Bishop Glen John Provost
Bishop of Lake Charles
December 6, 2015
Cathedral of the Immaculate Conception
Lake Charles, Louisiana
Second Sunday of Advent


“A voice of one crying out in the desert.”   Luke 3:4 (cf. Isaiah 40)

The discovery of the Dead Sea Scrolls beginning in 1947 highlighted the presence of a group called the Essenes.   I had the great pleasure of visiting the excavations of these communities set up by devout Jewish followers in the roughly two centuries immediately preceding and following the coming of Jesus Christ.   Their intent was to flee into the desert and up to the mountains where they could lead a religious life in preparation for the Messiah’s coming and hopefully be free of distractions and interference by Roman authorities and others.   For their hermitage they chose a desolate area northwest of the Dead Sea. 

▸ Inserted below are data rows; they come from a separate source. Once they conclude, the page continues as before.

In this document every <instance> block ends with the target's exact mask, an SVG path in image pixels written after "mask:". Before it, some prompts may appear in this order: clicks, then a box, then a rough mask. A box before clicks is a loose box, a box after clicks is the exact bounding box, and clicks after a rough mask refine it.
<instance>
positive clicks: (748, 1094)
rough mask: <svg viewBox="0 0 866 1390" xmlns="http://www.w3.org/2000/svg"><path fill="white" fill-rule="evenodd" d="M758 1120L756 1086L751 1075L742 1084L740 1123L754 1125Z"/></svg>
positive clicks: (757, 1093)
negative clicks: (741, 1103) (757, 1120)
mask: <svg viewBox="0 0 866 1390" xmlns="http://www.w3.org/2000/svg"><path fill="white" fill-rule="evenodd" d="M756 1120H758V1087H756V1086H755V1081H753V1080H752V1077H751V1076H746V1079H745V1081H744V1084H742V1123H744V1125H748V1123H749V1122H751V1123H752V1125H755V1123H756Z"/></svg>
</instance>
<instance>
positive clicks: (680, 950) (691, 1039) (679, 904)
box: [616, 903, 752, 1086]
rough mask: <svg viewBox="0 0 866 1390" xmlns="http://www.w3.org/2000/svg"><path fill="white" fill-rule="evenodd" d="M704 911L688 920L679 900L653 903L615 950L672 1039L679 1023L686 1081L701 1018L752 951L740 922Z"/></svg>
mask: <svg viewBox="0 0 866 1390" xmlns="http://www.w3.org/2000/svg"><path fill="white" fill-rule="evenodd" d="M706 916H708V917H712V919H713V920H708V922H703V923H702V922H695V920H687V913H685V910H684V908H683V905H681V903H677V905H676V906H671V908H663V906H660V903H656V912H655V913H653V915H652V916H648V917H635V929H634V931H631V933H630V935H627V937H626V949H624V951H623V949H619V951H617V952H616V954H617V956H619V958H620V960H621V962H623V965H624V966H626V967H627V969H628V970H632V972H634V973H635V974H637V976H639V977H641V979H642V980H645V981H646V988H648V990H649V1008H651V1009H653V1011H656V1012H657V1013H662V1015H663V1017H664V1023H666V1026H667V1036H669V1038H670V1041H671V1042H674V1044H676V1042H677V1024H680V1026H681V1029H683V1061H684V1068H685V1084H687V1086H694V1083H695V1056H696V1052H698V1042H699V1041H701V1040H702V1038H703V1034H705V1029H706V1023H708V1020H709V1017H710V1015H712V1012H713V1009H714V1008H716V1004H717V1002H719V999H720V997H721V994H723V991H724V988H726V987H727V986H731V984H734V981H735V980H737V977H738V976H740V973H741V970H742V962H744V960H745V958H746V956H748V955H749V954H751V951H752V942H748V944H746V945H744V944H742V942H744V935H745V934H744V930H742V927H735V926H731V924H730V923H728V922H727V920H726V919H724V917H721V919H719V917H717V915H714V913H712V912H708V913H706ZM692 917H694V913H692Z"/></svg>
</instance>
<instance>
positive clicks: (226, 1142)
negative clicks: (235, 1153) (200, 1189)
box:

What struck me about the Essene communities was how similar they were to our Christian monasteries.   Everything was shared in common.  The day was evidently dedicated to prayer and work.  Part of this work was the preservation and copying of scrolls, containing hymns, sacred writings, the psalms, commentaries and apocryphal writings in Aramaic and Hebrew.   

These devout Jews that had fled to the desert used the very quote from Isaiah we find in today’s Gospel to explain why they had isolated themselves in the wilderness.

    A voice of one crying out in the desert:
    ‘Prepare the way of the Lord, make straight his paths.
    Every valley shall be filled and every mountain and hill shall be
        made low.
    The winding roads shall be made straight,
    and the rough ways made smooth,
    and all flesh shall see the salvation of God.’” (Luke 3:4-6)

The Essene communities were an important witness to the preparation needed for the coming of the Messiah.   For our sacred writer this prophecy is fulfilled in John the Baptist.   He too heralds the coming of the Messiah and his message is clear:  “Prepare.”   

John the Baptist is an Advent sign.   The Lord is coming.   We must prepare with lives of genuine reform and repentance.  A voice “crying out in the desert,” he brings to our attention the need for repentance.   We are called to “make straight [the Lord’s] paths” (Luke 3:4).  

How different is John the Baptist’s way of life from the world around him?   The world of Tiberius Caesar, Pontius Pilate, Herod, and their ilk?    In the world of power and deception, John the Baptist is a direct contradiction.   We have always had a need for the witness of those who contradict the world.   This is a major reason why the men and women of our Church who live a monastic and cloistered life are so important to us.   They are our modern day John the Baptist.   They speak to us of a radical response to the call to “prepare.”  

And for us, who are to be in the world but not of it, we need to be reminded that we are called to holiness also.   Each and every one of us is called to holiness.    That life of holiness begins with following exactly the command of John the Baptist, repentance for the forgiveness of sins (Luke 3:3).  

There is no progress in the spiritual life without a turning from sin.   The valleys of our souls are filled in and the mountains of our lives are leveled so that the Lord can enter even more quickly.  That is the Advent message and the witness of the “voice of one crying in the desert.”